Instagram isn’t only a place to share perfectly framed photos of sunsets and selfies – some business owners have realized that the site works for pushing product, too. Today, e-commerce startup Soldsie, which previously focused only on businesses selling to their Facebook Page visitors, will now bring similar functionality to Facebook-owned Instagram.

This will put Soldsie in closer competition with services like Chirpify, which has offered in-stream commerce on Instagram for over a year, as well as with newer arrivals like Hashbag, a site which The Daily Dot hilariously described as the “mutant love child of Instagram and Craigslist.”

More broadly speaking, Instagram’s ability to be a marketing vehicle for businesses and brands has led to the growth of others, like Oracle-acquired Vitrue and Salesforce-acquired Buddy Media for example, which help companies manage their social media presence and run campaigns. And more recently, Instagram began experimenting with brand advertisements of its own.

But Soldsie’s system is designed primarily for small to medium-sized merchants running daily and weekly sales, as opposed to individuals selling their own items, or those running some sort of marketing campaign.

“It’s kind of like creating an e-commerce site, but putting it through Facebook and Instagram,” explains Soldsie co-founder Chris Bennett.

He notes that Soldsie had been quietly testing Instagram support with a small number of merchants (under a dozen) since September, ahead of rolling it out more publicly today. And as with Soldsie’s Facebook support, the process for selling on Instagram is simple for merchants and shoppers alike: a seller posts a photo of an item for sale and instructs users to comment “sold” along with their email address.


Buyers using Soldsie on Facebook complete their transactions on the site, but Instagram shoppers are treated a little differently. After commenting, buyers are automatically sent an invoice for the item in question via email, though the company is also offering an option that would direct shoppers to a form hosted by Soldsie instead.

The company is also now working with its merchant customers more closely, says Bennett, providing them support that includes advice on how to better run their sales, communicate with their customer base, and more.

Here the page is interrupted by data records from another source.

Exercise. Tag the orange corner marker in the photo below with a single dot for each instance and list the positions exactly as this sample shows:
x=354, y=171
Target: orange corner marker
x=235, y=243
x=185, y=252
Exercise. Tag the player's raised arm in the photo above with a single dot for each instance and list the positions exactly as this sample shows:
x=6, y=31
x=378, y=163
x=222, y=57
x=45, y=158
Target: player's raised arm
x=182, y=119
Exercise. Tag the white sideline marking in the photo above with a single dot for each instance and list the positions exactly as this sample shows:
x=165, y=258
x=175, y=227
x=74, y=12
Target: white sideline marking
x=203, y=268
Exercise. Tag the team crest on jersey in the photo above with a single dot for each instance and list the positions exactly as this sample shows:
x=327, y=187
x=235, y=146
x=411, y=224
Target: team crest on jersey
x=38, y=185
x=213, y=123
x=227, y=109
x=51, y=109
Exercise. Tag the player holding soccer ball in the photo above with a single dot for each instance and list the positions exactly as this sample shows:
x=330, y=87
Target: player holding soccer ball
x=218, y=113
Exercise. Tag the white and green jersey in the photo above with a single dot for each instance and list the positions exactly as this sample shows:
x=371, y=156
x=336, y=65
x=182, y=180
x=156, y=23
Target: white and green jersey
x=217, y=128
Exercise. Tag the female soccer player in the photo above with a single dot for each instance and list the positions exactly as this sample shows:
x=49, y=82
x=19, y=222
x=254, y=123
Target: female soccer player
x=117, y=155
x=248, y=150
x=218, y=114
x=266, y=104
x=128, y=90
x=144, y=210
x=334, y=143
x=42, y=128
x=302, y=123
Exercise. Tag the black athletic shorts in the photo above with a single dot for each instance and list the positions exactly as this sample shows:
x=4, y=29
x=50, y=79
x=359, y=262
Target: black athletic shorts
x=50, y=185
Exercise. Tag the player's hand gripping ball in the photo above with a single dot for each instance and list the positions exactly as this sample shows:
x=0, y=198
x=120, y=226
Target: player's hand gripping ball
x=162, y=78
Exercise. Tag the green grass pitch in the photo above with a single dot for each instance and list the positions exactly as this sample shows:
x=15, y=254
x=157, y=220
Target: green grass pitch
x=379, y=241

The pricing for either service – Facebook or Instagram –  is not set in stone, Bennett adds, saying that it’s now a mix of a minimum of sales or a percentage of sales.

During the beta period, the first business to test the Instagram selling feature saw 72 orders in its first day, and another business is seeing $1,000 per day in sales on average, says Bennett. “People are beginning to build their following counts on Instagram, and it’s great to see that the businesses we work with are seeing a great return on investment for building up their following base,” he says.

However, Soldsie’s beta tests have been too small to draw larger conclusions from at this point. What we do know is that social media can drive purchases – see, for example, the value of a Pinterest pin – but whether or not it will ever drive a significant number of in-stream purchases, so to speak, is something that’s still being proven.

Earlier this summer, Soldsie reported over $10 million in transactions processed on its platform, and a reach of over 1,000 merchants. Bennett says the company is growing and has now seen $15 million in transactions as of today.